BUFFALO, N.Y. — We are learning more about the issues concerning the VA Western New York Healthcare System in Buffalo. 

The VA Office of the Inspector General (OIG) conducted an investigation following allegations that the community care consult appointment scheduling practices, as well as delays in patients who had serious health issues and received community care at the VA hospital. 

According to the OIG report, they found the community care staff's delays in scheduling a patient's radiation therapy and neurosurgery appointments "caused delays in the patient's care and in some cases caused or increased the risk of patient harm."

They found one case in which a patient with cancer was supposed to receive radiation therapy to treat cancer-related pain, but that appointment was delayed and ultimately canceled.  The report noted that if the patient received the radiation therapy, it might have decreased the pain and improved the quality of life in that patient's final days. 

The OIG says VA Western New York Healthcare System  and community care leaders failed to resolve the scheduling delays for patients with serious health progress

In August, the VA transferred out Western New York Veterans Healthcare System Director Michael Schwartz and his chief of staff with various misconduct allegations and claims of delayed outside-the-system cancer referrals for veteran patients.

Congressman Tim Kennedy (D-NY26), who is a member of the House Committee on Veterans’ Affairs, said in a release, “The egregious neglect and failure of the Buffalo VA leadership outlined in this report is infuriating and inexcusable. Their repeated inattention to provider and patient outcries has led to American heroes being abandoned by a system meant to serve and protect them. This is a complete disgrace and a betrayal to the women and men who have made incredible sacrifices to safeguard our nation.

“Immediate reforms are necessary to ensure that Western New York veterans receive the care, support, and respect they have earned and deserve. Implementing the recommendations in the report is a first step. I am calling for further Congressional oversight, up to and including an investigation, to ensure this failure in care never happens again."

The OIG made four recommendations:

  1. The New York/New Jersey VA Health Care Network Director conducts a review of system leaders’ responses to repeated concerns regarding delayed community care consult scheduling for patients with serious health conditions to determine whether leaders’ actions were in alignment with patient safety and high reliability organizational principles, and take action as warranted.
  2. The New York/New Jersey VA Health Care Network Director ensures VA Western New York Health Care System Director develops community care consult practices and procedures for managing consults deemed high-risk or complex, implements an effective process to ensure consistency with processing consults within Veterans Health Administration timeliness requirements, and audits for compliance.
  3. The VA Western New York Health Care System Director ensures system community care leaders develop and implement standardized operating procedures for consult management consistent with Veterans Health Administration standards, provide training to community care staff, monitor compliance, and evaluate effectiveness.
  4. The VA Western New York Health Care System Director ensures all efforts to conduct an institutional disclosure to Patient A’s family are made and that the disclosure is documented in the patient’s electronic health record, as required. (This recommendation has been implemented)

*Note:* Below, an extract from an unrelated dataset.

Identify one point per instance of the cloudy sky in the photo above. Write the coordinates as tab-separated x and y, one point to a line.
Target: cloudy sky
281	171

Congressman Nick Langworthy (R) had raised concerns about the care veterans with cancer were receiving.  

“This report reveals a horrifying level of negligence that resulted in veterans experiencing significant delays in the care they desperately needed,” said Congressman Langworthy. “This is not about a lack of resources—this is about sheer incompetence from leadership at the Buffalo VA that left veterans to suffer and, in some cases, lose their lives. I spoke with VA Undersecretary Dr. Shereef Elnahal, who confirmed there will be a disciplinary hearing for those responsible, and I have confidence in his ability to get the Buffalo VA back on the right track. Above all else, we must follow up on real reforms to put veterans first, so they get the timely, quality care they deserve.”